- Directed by: Aaron Katz
- Written by: Aaron Katz
- Produced by: Brendan McFadden Marc Ripper
- Starring: Cole Pensinger Anna Kavan Ryan White Natalie Buller Sarah Bing Brendan McFadden Chad Hartigan
- Music by: Keegan DeWitt
- Release date: March 12, 2006;
- Running time: 67 minutes
- Country: United States
- Language: English
- Budget: $3,500 (estimated)

= Dance Party USA (film) =

Dance Party USA is a 2006 film written and directed by Aaron Katz. It stars Cole Pensinger and Anna Kavan. The film and director have also been mentioned by the media as an important part of the "mumblecore" movement in independent cinema.

==Plot==
Apathetic 17-year-old Gus meets Jessica at a party, where he confesses to her that he raped an underage girl.
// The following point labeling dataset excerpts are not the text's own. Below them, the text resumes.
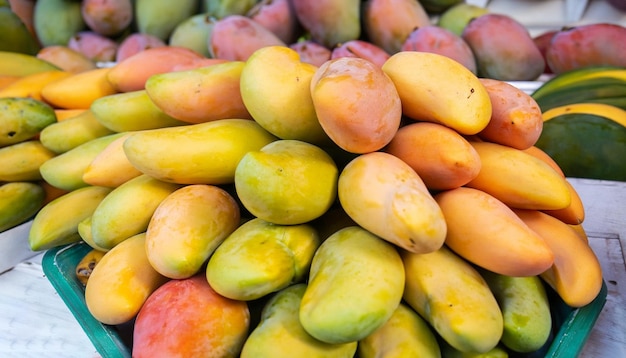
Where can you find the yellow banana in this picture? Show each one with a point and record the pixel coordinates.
(19, 201)
(21, 161)
(31, 85)
(57, 222)
(19, 64)
(600, 109)
(79, 90)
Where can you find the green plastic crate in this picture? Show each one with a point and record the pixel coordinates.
(571, 327)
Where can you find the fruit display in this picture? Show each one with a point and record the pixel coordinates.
(242, 200)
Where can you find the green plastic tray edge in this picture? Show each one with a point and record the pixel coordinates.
(58, 265)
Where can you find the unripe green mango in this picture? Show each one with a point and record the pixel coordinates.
(65, 171)
(259, 258)
(525, 309)
(18, 202)
(131, 111)
(56, 21)
(67, 134)
(205, 153)
(127, 210)
(280, 334)
(57, 222)
(159, 17)
(355, 284)
(22, 119)
(405, 334)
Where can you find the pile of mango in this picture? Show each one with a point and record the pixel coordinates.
(254, 203)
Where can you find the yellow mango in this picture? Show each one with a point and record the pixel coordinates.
(187, 227)
(355, 284)
(79, 90)
(452, 296)
(259, 258)
(127, 210)
(121, 282)
(435, 88)
(280, 323)
(384, 195)
(275, 87)
(204, 153)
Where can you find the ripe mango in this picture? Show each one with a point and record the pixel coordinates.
(280, 323)
(355, 284)
(260, 258)
(205, 153)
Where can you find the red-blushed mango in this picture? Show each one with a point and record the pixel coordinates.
(516, 118)
(356, 103)
(436, 88)
(187, 318)
(540, 188)
(363, 49)
(442, 157)
(187, 227)
(200, 95)
(384, 195)
(275, 89)
(387, 23)
(236, 37)
(132, 73)
(121, 282)
(503, 48)
(580, 46)
(439, 40)
(486, 232)
(576, 274)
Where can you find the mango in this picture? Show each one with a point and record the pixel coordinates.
(160, 17)
(490, 235)
(280, 323)
(436, 39)
(58, 28)
(436, 88)
(116, 218)
(96, 47)
(503, 48)
(131, 111)
(185, 318)
(279, 16)
(22, 119)
(516, 119)
(455, 301)
(405, 334)
(121, 282)
(19, 201)
(578, 47)
(236, 37)
(260, 258)
(525, 309)
(441, 157)
(107, 18)
(57, 222)
(200, 95)
(362, 49)
(65, 135)
(205, 153)
(385, 196)
(187, 227)
(275, 89)
(388, 23)
(287, 182)
(330, 22)
(356, 103)
(355, 284)
(65, 170)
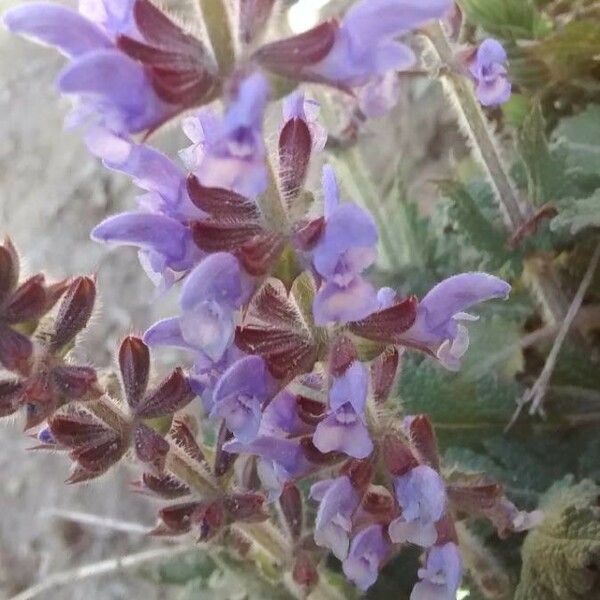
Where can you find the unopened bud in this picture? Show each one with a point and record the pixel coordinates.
(74, 312)
(134, 363)
(291, 505)
(397, 456)
(424, 439)
(150, 447)
(383, 373)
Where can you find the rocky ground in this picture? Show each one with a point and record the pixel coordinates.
(51, 194)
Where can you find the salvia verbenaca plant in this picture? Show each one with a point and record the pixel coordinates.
(297, 451)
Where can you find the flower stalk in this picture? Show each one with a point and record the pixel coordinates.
(515, 211)
(220, 32)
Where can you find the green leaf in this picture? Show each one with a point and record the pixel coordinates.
(576, 215)
(506, 19)
(547, 179)
(195, 565)
(571, 51)
(561, 557)
(581, 136)
(455, 404)
(467, 206)
(516, 110)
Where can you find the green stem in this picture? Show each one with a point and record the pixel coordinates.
(475, 125)
(356, 177)
(272, 205)
(220, 32)
(543, 281)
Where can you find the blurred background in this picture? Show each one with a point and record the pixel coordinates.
(52, 192)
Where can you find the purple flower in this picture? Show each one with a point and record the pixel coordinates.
(210, 296)
(280, 417)
(344, 429)
(150, 170)
(441, 576)
(113, 89)
(489, 73)
(205, 373)
(115, 16)
(166, 245)
(337, 502)
(345, 250)
(368, 551)
(280, 460)
(229, 152)
(421, 495)
(278, 444)
(239, 396)
(437, 328)
(297, 106)
(365, 50)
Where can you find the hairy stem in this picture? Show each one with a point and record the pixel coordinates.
(543, 282)
(219, 27)
(113, 565)
(475, 125)
(272, 205)
(361, 188)
(489, 575)
(536, 394)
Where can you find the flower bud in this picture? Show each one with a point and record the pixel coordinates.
(341, 355)
(223, 460)
(397, 456)
(305, 572)
(15, 350)
(9, 269)
(307, 233)
(28, 302)
(254, 16)
(389, 324)
(248, 507)
(383, 373)
(10, 392)
(424, 440)
(150, 447)
(291, 56)
(290, 502)
(134, 363)
(74, 312)
(295, 145)
(170, 396)
(317, 457)
(164, 486)
(310, 411)
(74, 382)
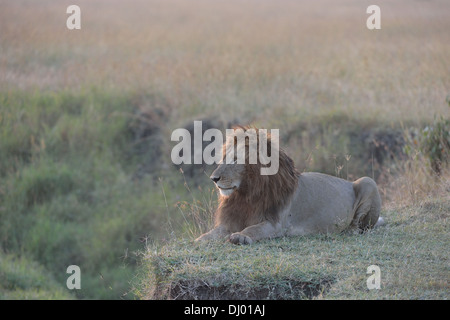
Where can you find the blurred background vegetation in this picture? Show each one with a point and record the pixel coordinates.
(86, 117)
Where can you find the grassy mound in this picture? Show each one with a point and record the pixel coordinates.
(411, 251)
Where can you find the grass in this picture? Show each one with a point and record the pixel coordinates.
(411, 251)
(21, 278)
(86, 118)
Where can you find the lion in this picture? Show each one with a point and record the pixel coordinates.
(253, 207)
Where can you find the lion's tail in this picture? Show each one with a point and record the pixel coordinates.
(380, 222)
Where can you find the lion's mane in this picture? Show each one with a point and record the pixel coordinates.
(259, 197)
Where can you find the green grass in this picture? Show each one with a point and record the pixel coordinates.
(86, 118)
(411, 251)
(21, 278)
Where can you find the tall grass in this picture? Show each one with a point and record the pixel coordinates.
(86, 116)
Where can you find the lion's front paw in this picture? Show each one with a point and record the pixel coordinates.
(239, 238)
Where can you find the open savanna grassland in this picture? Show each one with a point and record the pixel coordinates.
(86, 118)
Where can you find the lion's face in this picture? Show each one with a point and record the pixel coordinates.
(228, 177)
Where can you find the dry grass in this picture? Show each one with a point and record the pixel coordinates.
(276, 63)
(299, 58)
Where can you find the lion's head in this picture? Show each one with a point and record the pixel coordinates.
(246, 196)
He then sets out to appease his conscience.

== Production ==
The film took nearly two years to complete. Katz explained the reason for such as being due to the film's editor, Zach Clark, living in Virginia while he lived in Brooklyn. Clark would send edited footage on a DVD to Katz, who would then respond by sending notes to Clark.

== Release ==
The film debuted at the 2006 South by Southwest Film Festival and subsequently played at almost a dozen other festivals around the country and a two-week exclusive run at the Pioneer Theatre in New York City.

== Reception ==
The New York Times stated that "Dance Party USA is a remarkably delicate construction, directed with extraordinary empathy by Aaron Katz." In addition, The New York Sun placed it at number nine on their Top 10 Films of 2006 list and critic Amy Taubin lauded it in Art Forum, saying it was "in her pantheon of coming of age films."